Reporter: Lailatul Anisah | Editor: Herlina Kartika Dewi
KONTAN.CO.ID - JAKARTA. Wakil Menteri Pertanian Sudaryono menanggapi kenaikan harga Minyakita yang diklaim karena melonjaknya harga bahan baku yakni minyak sawit mentah (CPO) di pasar global.
Sudaryoni menegaskan tingginya harga CPO seharusnya tidak lantas membuat harga Minyakita dijual diatas Harga Eceran Tertinggi (HET) yang ditetapkan Rp 15.700 per liter. Pasalnya dia meyakini, produsen tidak merugi jika menjual sesuai HET.
"Dengan harga CPO (naik) pun perusahaan tidak jual rugi, dia enggak rugi, cuma memang tidak untuk sebanyak kalau dia ekspor," kata Sudaryono dijumpai di Gedung Parlemen, Selasa (11/3).
Baca Juga: Kemendag Sebut Perusahaan Nakal yang Sunat Takaran Minyakita Sudah Disegel
Sudaryono menjelaskan HET Minyak Goreng pemerintah ini sudah disesuaikan beberapa kali dengan mempertimbangkan harga bahan baku yang ada.

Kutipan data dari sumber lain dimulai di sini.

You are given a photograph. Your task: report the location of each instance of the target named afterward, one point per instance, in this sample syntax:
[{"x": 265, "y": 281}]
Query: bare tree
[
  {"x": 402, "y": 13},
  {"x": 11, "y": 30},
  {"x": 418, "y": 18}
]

Sudaryono memahami kenaikan harga CPO ini membuat minat produsen untuk ekspor semakin tinggi. Namun, dia juga mengingatkan ada kewajiban dalam negeri (DMO) yang memang harus dipenuhi oleh produsen.
Kebijakan DMO ini dilakukan agar pasokan minyak goreng dalam negeri termasuk Minyakita tetap tercukupi.
"Kita produsen sawit terbesar di dunia lo, masa minyak goreng langka di negara kita, itu kan paradoks banget," ujarnya.
Sebelumnya, pengamat Pertanian dan Asosiasi Ekonomi Politik Indonesia (AEPI), Khudori merespon temuan perusahaan Minyakita yang diduga melakukan pelanggaran dengan tidak sesuai takaran dan HET (Harga Eceran Tertiggi).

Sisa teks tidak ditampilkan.